La conferma dell’avvenuto incontro si ha in una conversazione che poco dopo Duca ha con Valorosi. “Le sistemamo tutte e tre così abbiamo fatti contenti tutti“. Nel frattempo, secondo i pm, Gianpiero Bocci si incontra alla pasticceria Etruscan per prendere da Moreno Conti le domande che gli sarebbero state date da Duca e Valorosi. E alla fine, sempre parlando con Valorosi, dice, imprecando: “... tanto bene è venuta un bijoux, dopo m’ha fatto perdere un’ora perché appunto m’ha fermato Barberini, la presidente“.

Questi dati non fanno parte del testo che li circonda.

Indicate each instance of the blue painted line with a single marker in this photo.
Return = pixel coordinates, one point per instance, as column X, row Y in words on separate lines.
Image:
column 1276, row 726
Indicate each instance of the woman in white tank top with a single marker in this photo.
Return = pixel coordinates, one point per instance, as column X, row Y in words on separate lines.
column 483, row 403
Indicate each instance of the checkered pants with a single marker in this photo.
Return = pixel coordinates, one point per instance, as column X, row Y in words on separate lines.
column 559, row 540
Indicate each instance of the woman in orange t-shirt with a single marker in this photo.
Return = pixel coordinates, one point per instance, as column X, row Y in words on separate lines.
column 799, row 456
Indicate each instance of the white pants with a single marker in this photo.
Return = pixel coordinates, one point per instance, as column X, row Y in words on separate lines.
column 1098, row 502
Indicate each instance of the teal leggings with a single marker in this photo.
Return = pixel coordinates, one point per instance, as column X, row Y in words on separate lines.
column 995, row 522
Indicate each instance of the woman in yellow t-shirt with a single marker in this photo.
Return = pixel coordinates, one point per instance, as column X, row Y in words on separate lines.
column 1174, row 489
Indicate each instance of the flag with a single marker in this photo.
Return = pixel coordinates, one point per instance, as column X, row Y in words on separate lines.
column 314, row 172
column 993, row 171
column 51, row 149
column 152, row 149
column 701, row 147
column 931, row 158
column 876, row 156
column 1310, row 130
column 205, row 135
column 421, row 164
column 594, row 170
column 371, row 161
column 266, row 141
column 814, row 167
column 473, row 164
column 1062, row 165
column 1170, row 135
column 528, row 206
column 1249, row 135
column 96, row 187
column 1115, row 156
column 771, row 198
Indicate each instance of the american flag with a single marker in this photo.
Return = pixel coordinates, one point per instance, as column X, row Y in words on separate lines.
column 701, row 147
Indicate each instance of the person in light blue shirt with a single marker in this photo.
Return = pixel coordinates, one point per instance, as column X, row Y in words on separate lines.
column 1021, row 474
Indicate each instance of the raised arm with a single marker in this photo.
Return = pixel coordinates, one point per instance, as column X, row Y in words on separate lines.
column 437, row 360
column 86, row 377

Per la Procura, gli indagati avevano un’attenzione “maniacale” nell’uso degli strumenti di comunicazione, temendo di essere intercettati. Ed a questo proposito evidenziano un passaggio di un incontro avvenuto il 10 maggio tra Duca e la Marini, in cui il manager si lamenta di non riuscire a cancellare dal proprio telefono un messaggio ricevuto. E la governatrice cerca di aiutarlo ad eliminare quel messaggio, mettendo Duca in guardia sulle modalità di intercettazione delle chat da remoto tramite captatore. Non sapendo, evidentemente, che quel captatore era stato inserito proprio sul telefonino davanti al quale i due stavano parlando. Dice la Marini: “sennò squilla e sul telefono… se la fanno… il telefono possono… (inc) le note non le possono… o remoto leggono… leggono il whatsapp leggono tutto dal remoto, teoricamente con degli hacker leggono anche...”. Conversazione la cui registrazione è finita nelle carte della Procura.